Anker's PowerHouse is the beefiest portable battery I've owned, with 120,000mAh coming though four USB ports, 110V AC and 12v DC. At $500 and weighing in at 9 pounds, though, it's also an big expensive box with a thin range of practical uses, aimed sharply at people willing to pay high premium for a user-friendly appliance that replaces buckets of lead and bagfuls of power bricks.

Anker pitches it as a general-purpose multi-device charger, or for keeping a specific power-hungry appliance online for a day at a time. CPAP machines, PA systems and mini-fridges are among bullet-list examples. It can run a 15V lamp for almost a week, Anker claims, and reader-reviewers have found many interesting street uses.

The downside is that it's way too heavy and bulky for any kind of casual portable use, and it's a gadget, not a tool.
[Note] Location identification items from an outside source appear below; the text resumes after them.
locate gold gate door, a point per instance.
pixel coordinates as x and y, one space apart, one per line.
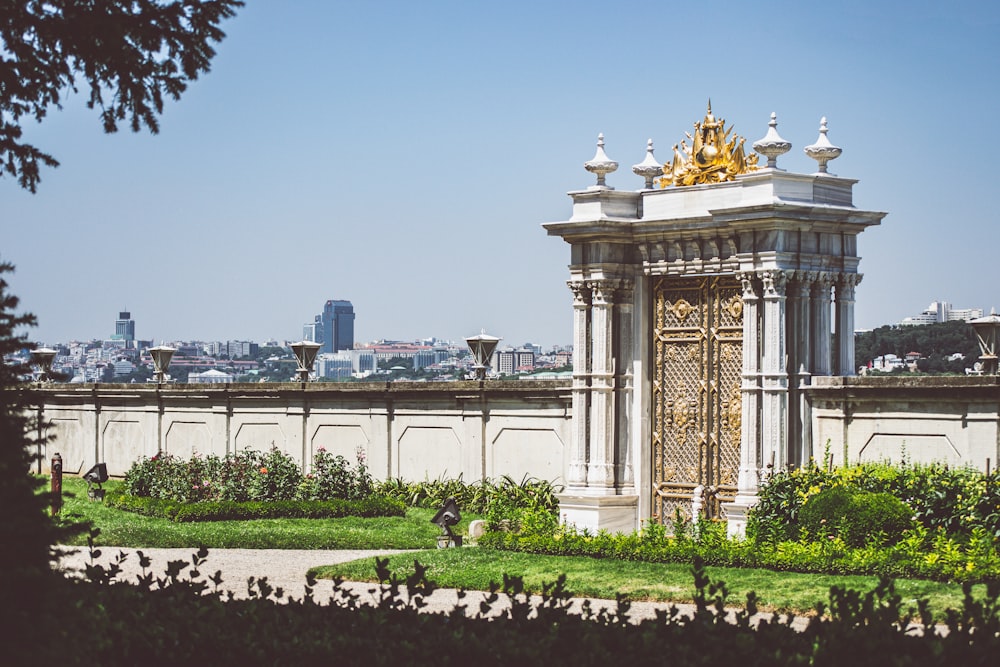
698 360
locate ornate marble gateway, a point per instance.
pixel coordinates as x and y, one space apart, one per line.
702 309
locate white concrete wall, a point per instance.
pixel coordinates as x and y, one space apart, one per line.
925 419
411 430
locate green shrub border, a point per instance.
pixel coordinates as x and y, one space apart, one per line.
920 554
374 506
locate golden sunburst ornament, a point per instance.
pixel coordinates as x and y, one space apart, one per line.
713 156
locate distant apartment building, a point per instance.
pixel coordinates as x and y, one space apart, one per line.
338 326
941 311
336 366
125 329
234 349
510 361
422 355
211 376
313 332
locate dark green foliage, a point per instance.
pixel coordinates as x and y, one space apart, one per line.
180 617
30 532
858 517
130 56
226 510
936 342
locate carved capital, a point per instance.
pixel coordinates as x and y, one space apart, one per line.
748 282
846 282
581 293
822 284
774 281
608 291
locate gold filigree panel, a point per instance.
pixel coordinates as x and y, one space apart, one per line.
698 358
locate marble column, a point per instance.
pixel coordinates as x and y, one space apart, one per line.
820 327
799 358
750 453
601 465
845 322
623 352
774 372
577 473
799 307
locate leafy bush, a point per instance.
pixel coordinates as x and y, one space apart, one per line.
226 510
959 501
496 498
919 553
858 517
245 476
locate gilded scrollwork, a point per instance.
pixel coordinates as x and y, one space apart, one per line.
681 309
698 352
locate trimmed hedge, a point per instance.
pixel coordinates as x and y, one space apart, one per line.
859 517
373 506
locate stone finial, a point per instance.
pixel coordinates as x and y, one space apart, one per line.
772 145
649 168
601 165
822 151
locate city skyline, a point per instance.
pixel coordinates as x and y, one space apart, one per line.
405 157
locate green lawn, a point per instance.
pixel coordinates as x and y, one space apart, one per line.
474 568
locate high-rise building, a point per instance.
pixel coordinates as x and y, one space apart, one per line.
941 311
313 332
125 328
338 326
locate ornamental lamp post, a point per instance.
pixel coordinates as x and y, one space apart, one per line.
482 347
987 332
161 355
305 354
43 358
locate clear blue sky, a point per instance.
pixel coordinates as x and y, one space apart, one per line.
404 155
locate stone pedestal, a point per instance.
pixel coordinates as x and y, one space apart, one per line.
615 514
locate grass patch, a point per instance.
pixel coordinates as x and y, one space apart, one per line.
126 529
786 592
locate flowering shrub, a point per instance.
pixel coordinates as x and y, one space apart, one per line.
249 475
959 501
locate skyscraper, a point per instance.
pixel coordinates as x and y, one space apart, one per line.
338 326
313 332
125 328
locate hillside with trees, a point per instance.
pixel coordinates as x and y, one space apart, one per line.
936 343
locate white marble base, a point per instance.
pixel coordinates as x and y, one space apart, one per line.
616 514
736 517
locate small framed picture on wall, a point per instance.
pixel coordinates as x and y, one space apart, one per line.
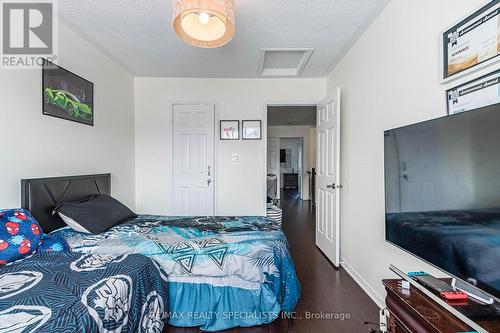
229 129
252 129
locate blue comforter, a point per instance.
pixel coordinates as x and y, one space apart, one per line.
62 292
223 271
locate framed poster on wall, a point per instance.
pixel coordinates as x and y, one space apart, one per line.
472 43
480 92
229 129
66 95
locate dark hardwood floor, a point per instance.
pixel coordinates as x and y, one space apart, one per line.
325 290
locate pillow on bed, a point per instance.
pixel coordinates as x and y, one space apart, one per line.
95 214
20 235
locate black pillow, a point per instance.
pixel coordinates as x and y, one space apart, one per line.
94 214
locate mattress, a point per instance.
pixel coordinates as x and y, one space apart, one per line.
223 272
62 292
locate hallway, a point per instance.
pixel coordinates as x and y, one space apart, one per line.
325 290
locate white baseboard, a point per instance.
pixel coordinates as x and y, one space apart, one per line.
363 284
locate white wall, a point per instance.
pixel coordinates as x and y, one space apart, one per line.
34 145
303 132
240 186
391 77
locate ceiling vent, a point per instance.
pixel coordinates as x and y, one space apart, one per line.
283 62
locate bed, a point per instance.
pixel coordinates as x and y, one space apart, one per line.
64 292
223 272
464 243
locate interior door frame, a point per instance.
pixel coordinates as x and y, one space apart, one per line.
215 104
337 96
264 139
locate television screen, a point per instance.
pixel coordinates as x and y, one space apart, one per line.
442 194
282 155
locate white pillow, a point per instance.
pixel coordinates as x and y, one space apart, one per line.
73 224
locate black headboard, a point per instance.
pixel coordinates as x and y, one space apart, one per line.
41 195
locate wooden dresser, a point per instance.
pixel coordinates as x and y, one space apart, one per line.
413 312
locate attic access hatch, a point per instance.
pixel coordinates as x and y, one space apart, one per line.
284 62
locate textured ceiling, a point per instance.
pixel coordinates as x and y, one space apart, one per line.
291 115
138 34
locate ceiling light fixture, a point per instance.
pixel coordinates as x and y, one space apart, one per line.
204 23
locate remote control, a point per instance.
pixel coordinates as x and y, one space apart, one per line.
438 286
454 295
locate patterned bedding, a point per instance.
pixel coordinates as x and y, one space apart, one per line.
62 292
223 272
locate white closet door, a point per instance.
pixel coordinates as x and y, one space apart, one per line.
328 178
193 159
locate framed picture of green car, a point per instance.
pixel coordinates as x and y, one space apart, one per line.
67 95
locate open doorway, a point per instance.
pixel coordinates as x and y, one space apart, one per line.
291 152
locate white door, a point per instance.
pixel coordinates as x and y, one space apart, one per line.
193 159
273 161
328 178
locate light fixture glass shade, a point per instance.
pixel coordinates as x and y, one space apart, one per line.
204 23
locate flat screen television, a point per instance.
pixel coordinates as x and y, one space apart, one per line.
442 194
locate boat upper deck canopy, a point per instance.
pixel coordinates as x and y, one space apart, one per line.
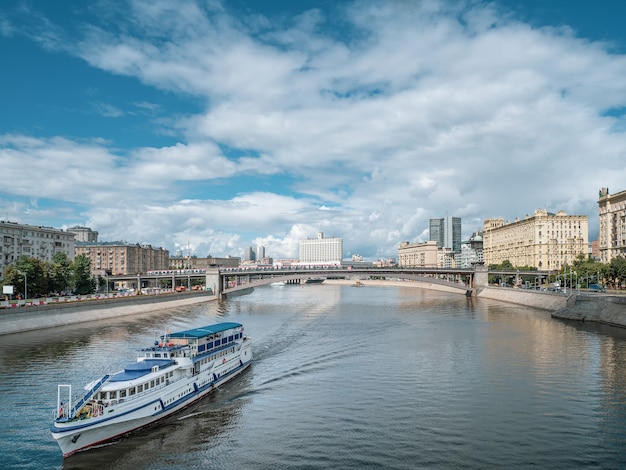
204 331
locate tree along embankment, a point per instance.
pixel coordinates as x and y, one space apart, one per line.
600 308
17 320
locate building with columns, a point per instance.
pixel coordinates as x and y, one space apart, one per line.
418 255
33 241
320 250
545 241
612 237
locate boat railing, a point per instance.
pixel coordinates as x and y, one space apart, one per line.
89 395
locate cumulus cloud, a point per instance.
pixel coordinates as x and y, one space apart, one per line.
384 114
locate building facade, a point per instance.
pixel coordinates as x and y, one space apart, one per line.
117 258
612 237
321 250
84 234
418 255
33 241
193 262
446 232
471 252
545 241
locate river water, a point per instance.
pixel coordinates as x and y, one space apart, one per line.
350 378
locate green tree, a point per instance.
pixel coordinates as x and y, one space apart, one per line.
82 280
617 271
60 273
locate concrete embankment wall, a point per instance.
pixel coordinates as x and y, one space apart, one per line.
18 320
606 309
532 298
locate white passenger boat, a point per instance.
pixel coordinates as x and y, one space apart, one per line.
176 371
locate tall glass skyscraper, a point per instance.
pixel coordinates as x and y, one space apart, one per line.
446 232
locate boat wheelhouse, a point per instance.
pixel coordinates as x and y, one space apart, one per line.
174 372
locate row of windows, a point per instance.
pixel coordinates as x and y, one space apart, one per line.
129 392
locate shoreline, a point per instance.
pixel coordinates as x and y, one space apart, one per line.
604 309
24 319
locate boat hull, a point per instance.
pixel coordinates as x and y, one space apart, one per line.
75 436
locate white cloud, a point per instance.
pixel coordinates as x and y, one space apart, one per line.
408 114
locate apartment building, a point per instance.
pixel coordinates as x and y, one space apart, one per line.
33 241
321 250
418 255
544 240
84 234
117 258
193 262
471 252
612 237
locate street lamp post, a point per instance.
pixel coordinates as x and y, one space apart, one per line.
25 284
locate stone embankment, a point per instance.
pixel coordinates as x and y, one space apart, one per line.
601 308
532 298
17 320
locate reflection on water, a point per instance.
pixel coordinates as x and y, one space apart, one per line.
347 378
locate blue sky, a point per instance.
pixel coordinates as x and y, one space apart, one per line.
212 126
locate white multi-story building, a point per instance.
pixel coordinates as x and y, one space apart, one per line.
33 241
612 237
545 241
84 234
118 258
418 255
321 250
471 252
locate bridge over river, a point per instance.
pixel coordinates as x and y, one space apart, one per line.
224 281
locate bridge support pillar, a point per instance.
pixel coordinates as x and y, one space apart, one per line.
215 282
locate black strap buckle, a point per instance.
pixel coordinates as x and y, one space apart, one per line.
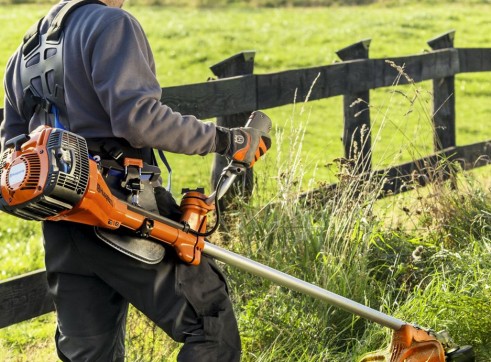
132 178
You won't be servicing it (as you might a similarly-priced generator), and the 18-month warranty is unnervingly suggestive of a lifespan under regular use.

But the upside is that whatever needs you bring to it, it can likely handle them.
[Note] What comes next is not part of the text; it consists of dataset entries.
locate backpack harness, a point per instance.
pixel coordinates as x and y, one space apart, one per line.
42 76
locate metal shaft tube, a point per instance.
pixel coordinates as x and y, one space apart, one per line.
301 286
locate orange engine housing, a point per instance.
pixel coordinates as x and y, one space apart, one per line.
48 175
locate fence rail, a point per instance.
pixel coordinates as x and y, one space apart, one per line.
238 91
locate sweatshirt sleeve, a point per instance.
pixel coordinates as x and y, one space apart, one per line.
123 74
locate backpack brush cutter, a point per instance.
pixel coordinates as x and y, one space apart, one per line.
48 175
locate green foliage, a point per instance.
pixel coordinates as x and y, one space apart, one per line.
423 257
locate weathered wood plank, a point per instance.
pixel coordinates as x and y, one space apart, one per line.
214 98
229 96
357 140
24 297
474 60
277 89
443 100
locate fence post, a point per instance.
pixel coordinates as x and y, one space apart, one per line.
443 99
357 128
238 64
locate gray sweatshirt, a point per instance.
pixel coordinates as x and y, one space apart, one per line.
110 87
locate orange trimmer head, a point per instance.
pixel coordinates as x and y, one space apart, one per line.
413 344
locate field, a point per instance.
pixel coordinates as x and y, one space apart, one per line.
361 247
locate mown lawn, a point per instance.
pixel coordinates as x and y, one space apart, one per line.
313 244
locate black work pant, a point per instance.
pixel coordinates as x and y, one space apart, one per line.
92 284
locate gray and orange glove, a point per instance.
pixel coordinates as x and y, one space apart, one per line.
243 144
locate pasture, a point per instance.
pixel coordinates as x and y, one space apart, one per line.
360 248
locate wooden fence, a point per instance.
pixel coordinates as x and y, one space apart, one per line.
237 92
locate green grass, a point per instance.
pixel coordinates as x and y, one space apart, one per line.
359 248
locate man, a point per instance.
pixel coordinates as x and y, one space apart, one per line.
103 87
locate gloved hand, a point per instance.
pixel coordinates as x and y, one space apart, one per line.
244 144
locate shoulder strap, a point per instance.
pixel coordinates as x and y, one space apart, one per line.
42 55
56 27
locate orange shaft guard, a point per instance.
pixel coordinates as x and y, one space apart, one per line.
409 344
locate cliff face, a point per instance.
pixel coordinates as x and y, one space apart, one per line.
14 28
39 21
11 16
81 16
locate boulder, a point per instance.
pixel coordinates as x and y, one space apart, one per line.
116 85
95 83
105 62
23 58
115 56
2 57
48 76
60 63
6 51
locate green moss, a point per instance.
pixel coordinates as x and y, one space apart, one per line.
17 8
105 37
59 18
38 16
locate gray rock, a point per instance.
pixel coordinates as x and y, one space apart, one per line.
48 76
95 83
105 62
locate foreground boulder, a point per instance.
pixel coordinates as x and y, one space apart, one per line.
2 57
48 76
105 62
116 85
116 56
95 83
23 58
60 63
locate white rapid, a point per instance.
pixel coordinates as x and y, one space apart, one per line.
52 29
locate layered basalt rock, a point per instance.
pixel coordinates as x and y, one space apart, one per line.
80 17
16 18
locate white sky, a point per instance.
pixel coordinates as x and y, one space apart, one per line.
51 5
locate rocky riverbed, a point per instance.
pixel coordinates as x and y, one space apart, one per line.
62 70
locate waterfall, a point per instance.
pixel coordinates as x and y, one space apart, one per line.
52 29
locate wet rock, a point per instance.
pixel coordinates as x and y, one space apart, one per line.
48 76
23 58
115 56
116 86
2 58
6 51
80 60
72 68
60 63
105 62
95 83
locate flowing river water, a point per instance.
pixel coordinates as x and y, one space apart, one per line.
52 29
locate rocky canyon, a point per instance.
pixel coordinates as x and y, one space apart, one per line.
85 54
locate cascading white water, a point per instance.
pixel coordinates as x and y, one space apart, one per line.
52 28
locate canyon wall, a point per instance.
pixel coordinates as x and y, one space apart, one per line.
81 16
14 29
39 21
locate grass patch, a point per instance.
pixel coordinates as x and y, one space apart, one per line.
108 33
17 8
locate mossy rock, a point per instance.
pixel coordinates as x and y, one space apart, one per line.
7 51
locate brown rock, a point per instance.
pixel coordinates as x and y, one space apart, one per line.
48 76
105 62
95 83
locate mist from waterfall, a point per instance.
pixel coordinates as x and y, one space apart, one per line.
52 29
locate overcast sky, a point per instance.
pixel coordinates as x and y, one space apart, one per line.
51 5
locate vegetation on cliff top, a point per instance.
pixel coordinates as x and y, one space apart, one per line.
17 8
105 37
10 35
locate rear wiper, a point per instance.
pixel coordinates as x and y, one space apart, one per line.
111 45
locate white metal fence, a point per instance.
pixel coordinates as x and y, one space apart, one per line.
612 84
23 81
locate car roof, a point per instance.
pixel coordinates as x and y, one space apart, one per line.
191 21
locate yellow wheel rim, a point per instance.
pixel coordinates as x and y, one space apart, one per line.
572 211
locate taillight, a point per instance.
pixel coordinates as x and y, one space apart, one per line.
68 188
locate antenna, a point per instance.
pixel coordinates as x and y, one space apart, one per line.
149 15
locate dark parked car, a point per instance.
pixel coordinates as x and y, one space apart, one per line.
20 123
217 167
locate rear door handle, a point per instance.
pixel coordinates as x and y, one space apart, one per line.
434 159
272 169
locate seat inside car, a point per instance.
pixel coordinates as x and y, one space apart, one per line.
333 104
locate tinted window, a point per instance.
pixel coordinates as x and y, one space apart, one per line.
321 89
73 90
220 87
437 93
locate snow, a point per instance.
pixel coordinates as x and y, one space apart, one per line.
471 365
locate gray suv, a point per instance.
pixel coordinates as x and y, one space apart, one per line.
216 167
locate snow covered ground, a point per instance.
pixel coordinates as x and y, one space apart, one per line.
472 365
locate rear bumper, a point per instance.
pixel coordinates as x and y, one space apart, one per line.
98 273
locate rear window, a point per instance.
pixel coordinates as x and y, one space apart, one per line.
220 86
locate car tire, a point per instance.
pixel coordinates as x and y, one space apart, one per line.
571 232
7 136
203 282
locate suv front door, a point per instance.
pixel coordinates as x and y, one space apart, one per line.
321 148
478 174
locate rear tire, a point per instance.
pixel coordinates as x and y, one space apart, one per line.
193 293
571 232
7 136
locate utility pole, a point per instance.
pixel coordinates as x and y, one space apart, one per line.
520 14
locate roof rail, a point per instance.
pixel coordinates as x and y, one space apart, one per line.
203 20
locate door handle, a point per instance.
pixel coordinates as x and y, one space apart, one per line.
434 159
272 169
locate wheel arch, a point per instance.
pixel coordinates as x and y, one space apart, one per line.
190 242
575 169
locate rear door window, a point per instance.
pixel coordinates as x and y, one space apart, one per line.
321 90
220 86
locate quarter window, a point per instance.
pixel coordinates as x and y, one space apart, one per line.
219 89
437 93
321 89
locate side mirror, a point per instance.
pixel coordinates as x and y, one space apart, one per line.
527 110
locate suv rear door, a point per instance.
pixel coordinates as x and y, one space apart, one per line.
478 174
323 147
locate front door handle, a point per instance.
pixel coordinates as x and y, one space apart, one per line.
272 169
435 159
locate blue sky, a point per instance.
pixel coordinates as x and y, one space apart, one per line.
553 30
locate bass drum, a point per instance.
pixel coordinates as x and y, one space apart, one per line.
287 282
For example, I found it useful as a tripod weight, keeping energy-hungry video cameras (such as the Blackmagic Cinema Camera) continuosly charged in the wilds of Pittsburgh.

It also kept an all-in-one workstation on its feet during a blackout. These are great if you're working somewhere with intermittent power, where a noisy generator is out of the question.
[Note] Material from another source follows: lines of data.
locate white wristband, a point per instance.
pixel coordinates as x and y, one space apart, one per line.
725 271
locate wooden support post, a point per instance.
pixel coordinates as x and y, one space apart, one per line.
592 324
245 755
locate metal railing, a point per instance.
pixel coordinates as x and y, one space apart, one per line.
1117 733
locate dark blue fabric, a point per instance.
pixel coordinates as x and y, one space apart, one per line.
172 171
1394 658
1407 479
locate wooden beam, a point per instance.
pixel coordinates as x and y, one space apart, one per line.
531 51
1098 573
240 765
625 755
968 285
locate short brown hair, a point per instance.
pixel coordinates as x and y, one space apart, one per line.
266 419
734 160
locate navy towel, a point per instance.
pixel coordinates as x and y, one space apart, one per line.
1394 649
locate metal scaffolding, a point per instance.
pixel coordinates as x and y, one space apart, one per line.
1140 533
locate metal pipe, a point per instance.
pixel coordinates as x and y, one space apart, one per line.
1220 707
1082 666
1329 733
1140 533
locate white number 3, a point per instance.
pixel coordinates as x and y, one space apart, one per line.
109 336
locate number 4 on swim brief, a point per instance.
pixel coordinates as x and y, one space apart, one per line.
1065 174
It took about 6-8 hours to charge from empty. It came with a five-inch power brick of its own, a 10m cord, and a USB cable. The battery display can be read a mile away and it worked without problem over a month of lightweight general use.

The feature list poses a 120W maximum draw, the spec sheet 160W, but either means no heaters or AC, cooking appliances, serious gaming computers, big TVs, laser printers or heavy motorized tools. It can't jump a car, though you could use it to charge up something that can. It outputs 110V only; you can charge it in Europe, but don't expect to run local equipment with it.

All in all, it's a blandly useful power appliance for those looking to avoid bigger, uglier worksite battery boxes like it. Anker found a sweet spot–the limit of what's reasonable to just leave lying around in an RV kitchen or stuff in a backpack–and stuck a just-works gadget in it.